Now he may have found a savior. The New York Times reported on Sunday, March 30, that on Friday, March 28, Adam Schleifer, a federal prosecutor working on Weiderhorn’s case, was sitting at his computer in Los Angeles when he received an email from a White House official, Saurabh Sharma, saying that he had been terminated. No reason was cited.
“Given that the case has drawn headlines recently and that Mr. Wiederhorn has donated to political action committees supporting Mr. Trump, his colleagues suspected that may have played a role in his dismissal,” the New York Times reported.
UPDATE – New York Times, July 29, 2025
The Justice Department moved Tuesday to end two high-profile criminal cases in Los Angeles whose handling by the Trump administration had been criticized by veteran prosecutors as alarming.

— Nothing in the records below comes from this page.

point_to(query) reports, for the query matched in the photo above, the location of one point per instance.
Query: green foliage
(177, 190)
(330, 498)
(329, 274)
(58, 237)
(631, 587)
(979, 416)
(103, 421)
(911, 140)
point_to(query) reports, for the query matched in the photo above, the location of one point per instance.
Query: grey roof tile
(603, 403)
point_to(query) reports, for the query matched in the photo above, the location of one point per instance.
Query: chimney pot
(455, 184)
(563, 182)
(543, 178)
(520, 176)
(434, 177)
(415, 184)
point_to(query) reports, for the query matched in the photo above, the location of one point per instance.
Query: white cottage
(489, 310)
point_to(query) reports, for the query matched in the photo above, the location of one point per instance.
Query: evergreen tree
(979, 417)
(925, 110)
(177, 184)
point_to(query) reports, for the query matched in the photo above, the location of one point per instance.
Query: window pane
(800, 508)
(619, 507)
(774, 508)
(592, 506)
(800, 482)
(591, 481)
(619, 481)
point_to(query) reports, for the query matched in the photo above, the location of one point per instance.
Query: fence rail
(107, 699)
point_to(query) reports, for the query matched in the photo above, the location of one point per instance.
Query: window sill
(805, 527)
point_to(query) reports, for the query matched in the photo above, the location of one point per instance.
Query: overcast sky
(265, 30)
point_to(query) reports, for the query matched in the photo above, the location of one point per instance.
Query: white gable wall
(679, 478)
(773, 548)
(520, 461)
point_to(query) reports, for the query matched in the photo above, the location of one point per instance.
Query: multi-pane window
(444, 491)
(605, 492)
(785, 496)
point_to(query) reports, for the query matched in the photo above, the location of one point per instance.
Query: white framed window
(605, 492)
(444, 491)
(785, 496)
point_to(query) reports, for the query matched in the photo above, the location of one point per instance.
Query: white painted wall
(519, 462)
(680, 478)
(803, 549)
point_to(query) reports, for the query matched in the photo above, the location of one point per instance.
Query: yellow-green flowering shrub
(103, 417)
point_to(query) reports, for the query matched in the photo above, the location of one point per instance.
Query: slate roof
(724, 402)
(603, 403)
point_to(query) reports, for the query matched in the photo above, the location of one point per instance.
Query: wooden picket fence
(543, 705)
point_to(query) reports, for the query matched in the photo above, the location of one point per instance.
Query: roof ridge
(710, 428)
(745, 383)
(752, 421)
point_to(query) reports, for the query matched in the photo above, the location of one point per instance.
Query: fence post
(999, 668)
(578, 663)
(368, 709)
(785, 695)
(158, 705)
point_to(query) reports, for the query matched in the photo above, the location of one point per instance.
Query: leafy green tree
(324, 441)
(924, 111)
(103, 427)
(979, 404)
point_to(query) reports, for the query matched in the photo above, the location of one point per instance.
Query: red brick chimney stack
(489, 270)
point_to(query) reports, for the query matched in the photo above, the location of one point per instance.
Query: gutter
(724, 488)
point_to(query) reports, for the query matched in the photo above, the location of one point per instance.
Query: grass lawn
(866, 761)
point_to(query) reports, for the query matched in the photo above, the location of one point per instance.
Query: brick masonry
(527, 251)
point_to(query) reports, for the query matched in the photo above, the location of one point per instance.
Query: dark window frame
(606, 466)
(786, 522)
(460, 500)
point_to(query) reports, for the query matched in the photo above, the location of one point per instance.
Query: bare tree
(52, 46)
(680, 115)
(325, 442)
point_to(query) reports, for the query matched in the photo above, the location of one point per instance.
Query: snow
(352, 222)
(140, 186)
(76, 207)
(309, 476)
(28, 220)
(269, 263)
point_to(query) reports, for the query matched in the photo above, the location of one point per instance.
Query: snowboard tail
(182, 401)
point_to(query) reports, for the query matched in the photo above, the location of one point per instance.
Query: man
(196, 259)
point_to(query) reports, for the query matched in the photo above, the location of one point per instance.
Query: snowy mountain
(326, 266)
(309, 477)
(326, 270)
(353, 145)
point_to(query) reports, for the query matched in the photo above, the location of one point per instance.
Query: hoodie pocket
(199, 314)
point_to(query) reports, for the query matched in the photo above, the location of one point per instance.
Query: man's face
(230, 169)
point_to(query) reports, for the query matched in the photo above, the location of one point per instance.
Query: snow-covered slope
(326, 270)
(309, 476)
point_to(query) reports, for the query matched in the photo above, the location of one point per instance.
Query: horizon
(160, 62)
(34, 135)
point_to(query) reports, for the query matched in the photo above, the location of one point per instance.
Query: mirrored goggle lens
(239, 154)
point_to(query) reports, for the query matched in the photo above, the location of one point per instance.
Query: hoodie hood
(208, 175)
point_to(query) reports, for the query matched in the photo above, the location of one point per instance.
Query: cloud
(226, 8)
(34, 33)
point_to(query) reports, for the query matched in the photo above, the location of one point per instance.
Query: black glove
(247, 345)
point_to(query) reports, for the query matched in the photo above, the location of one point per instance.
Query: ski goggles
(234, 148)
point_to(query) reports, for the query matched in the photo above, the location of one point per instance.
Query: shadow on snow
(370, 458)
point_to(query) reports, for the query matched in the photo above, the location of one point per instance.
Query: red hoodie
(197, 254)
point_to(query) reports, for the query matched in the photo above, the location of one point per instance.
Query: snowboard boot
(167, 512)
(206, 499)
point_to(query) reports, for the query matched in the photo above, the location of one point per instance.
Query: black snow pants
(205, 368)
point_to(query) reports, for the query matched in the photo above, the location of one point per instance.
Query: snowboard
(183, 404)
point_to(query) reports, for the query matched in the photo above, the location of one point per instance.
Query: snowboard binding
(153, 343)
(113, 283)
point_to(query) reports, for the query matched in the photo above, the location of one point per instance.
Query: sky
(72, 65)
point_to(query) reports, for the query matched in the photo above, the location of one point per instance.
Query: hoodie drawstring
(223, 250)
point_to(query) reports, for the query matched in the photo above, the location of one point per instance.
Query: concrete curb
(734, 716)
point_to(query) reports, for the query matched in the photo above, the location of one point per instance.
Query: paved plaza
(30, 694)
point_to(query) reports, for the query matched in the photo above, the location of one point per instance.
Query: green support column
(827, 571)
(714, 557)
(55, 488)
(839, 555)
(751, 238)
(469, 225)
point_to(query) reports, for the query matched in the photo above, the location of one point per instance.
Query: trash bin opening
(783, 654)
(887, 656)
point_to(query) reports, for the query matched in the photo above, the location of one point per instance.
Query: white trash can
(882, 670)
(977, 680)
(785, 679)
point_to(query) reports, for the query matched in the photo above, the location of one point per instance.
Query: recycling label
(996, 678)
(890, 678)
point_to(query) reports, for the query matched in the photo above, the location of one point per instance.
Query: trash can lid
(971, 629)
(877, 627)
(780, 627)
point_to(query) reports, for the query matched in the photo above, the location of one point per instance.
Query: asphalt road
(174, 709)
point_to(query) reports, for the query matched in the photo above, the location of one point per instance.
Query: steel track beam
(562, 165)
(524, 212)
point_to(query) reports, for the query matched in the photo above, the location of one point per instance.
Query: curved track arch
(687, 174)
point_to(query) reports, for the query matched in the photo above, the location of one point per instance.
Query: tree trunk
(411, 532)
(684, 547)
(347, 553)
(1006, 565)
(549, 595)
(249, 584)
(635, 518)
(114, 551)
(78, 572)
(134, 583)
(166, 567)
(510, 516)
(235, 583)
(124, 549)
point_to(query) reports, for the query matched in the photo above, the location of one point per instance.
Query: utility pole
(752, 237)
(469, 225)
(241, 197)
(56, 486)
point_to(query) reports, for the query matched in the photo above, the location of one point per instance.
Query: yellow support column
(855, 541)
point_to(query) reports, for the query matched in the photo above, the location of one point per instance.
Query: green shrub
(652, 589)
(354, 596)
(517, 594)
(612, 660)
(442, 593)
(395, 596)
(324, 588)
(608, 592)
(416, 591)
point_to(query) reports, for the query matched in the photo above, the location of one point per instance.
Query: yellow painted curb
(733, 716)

The moves by the leader of U.S. Attorney’s Office for the Central District of California, Bill Essayli, came on the same day the administration said it would use a legally untested maneuver to ensure that Mr. Essayli remains in charge of the office beyond his interim appointment, which was set to expire Wednesday.
Mr. Essayli filed court papers asking a judge to dismiss pending criminal charges against Andrew Wiederhorn, the founder of Fatburger, who was fighting accusations of wire fraud and other crimes related to the company. While it is ultimately a judge’s decision whether to dismiss charges, a prosecutor’s request to do so makes it nearly impossible for the case to proceed to trial.
The move to end the Wiederhorn case comes months after White House officials fired the prosecutor in charge of it, Adam Schleifer, whom the right-wing influencer and close Trump ally Laura Loomer had publicly attacked on social media.
Mr. Schleifer’s dismissal unnerved Justice Department veterans, who could not recall any similar instance in which a White House staff member directly dismissed a lower-level career prosecutor. Along with Mr. Schleifer, the White House used the same method to fire a career prosecutor in Memphis.